October 17, 2012 1:10pm

Four Large U.S. Manufacturers To Train Veterans For Factory Jobs
just another headline....no more meaningful than the comments on this one..FACTORY JOBS ?.?. make-shift ?? NOT HELD OFF THE MARKET???
MINIMUM WAGE ???
A HEADLINE - IS A SOUND-BITE IN WRITING....ALWAYS SOUNDS GOOD....BUT ONCE THE INK DRIES ITS ANOTHER STORY
N.A.F.T.A.....?.?.? C.A.F.T.A. ....?.?.?
I'M SORRY BUT I'M A SKEPTIC - - - - NOT CREDIBLE.....SOUNDS GOOD BUT NO SUBSTANCE.....BONUSES ALL AROUND
AND YOU DO NOT GET ANY.....A U S T E R I T Y........CUT, CUT, CUT......FORECLOSURE.....
SELL - OUT.........FRAUD...............LIES............AND NOT BEING ADDRESSED BY WASHINGTON
REMEMBER TO VOTE ( these people out of office - both parties) Would "we THE people" be worse off without the congress...ENTIRELY ????
REMEMBER TO VOTE

carlyle

October 17, 2012 12:33pm

The economists, a few politicians and pundits are aware that to achieve growth and improve employment, working Americans must be refinanced. Increase the minimum wage to its initial value, rebuild infrastructure, increase all governments spending and increase taxes broadly to pay for everything we want for our society. If we can pay for a World War, we can pay for anything we want to have. The one percent will fight to save their plutocracy but when things get really shitty, the are after all, only one percent.

RP

October 17, 2012 11:04am

I'm a daily reader of sites like Nation of Change, Huffpost, etc. While I don't usually post comments, I have to respond with frustration to the recommendations of this op-ed.

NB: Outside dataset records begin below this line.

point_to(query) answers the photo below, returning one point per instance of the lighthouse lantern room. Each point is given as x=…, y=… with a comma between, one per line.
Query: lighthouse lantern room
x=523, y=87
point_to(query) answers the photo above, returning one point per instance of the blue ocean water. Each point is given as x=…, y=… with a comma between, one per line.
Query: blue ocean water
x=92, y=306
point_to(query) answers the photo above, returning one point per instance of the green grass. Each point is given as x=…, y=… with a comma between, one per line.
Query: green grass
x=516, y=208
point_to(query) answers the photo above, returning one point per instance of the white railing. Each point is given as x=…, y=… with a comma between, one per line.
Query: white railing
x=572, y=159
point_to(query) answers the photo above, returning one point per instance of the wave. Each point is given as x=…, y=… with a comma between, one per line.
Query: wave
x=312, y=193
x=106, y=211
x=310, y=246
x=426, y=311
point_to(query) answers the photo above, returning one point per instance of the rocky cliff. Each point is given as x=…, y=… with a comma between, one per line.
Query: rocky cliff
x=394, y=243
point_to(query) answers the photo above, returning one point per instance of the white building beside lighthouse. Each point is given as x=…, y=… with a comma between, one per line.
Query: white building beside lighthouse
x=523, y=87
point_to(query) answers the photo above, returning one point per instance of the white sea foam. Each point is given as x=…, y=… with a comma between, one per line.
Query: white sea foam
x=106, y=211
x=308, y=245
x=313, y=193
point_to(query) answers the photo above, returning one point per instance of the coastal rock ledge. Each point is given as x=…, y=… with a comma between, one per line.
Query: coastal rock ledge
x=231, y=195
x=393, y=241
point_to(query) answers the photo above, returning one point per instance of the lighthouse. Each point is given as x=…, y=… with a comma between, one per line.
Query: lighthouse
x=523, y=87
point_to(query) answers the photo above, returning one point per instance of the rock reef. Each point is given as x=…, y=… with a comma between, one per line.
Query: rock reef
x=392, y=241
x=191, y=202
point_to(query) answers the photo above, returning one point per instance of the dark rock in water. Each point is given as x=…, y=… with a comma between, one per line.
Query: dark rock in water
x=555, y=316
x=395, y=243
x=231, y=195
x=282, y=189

For a piece titled, "Closing America's Jobs Deficit", the author spends almost no time addressing how to do it! And after a great deal of build-up, in the *last paragraph* of the op-ed, Ms. Tyson concludes that the prescription for reducing our jobs deficit is better education. I don't disagree that that's important and that it will make a difference in the long run, but we need more jobs NOW.

As with many other well-educated people who have an income (including the two participants in the presidential debate last night), Ms. Tyson focuses on how improving education will increase jobs and opportunity for our young people and for workers who need new skills. That's true. But I also feel like it's a way of avoiding the absolute crisis and misery that's pervading the lives of millions of Americans right this minute, which is a more difficult question to answer, and one that poses a greater risk of criticism to the person proposing a solution.

I've spent most of the last four years without a job. We lost our house, and our family broke apart. Unemployment has run out, and this is the last month I'll have the resources to meet basic survival needs. Ms. Tyson, what should we do to help people like me and the millions of other long-term unemployed, right now, while we also work on far-reaching systemic solutions?

wordgrl

October 17, 2012 11:18am

Thank you, RP, for saying what I was thinking. Both candidates in the debates were less than forthcoming about plans that might be put to work immediately to help those out of work. I could think of a few things I'd do, but I'm not running for office. It's a shame when I see better solutions talked about in the letters to the editor part of my daily paper than I see from people inside the beltway.

greggerritt

October 17, 2012 9:40am

Still based on the fantasy that in a time of ecological collapse the economy will grow fast.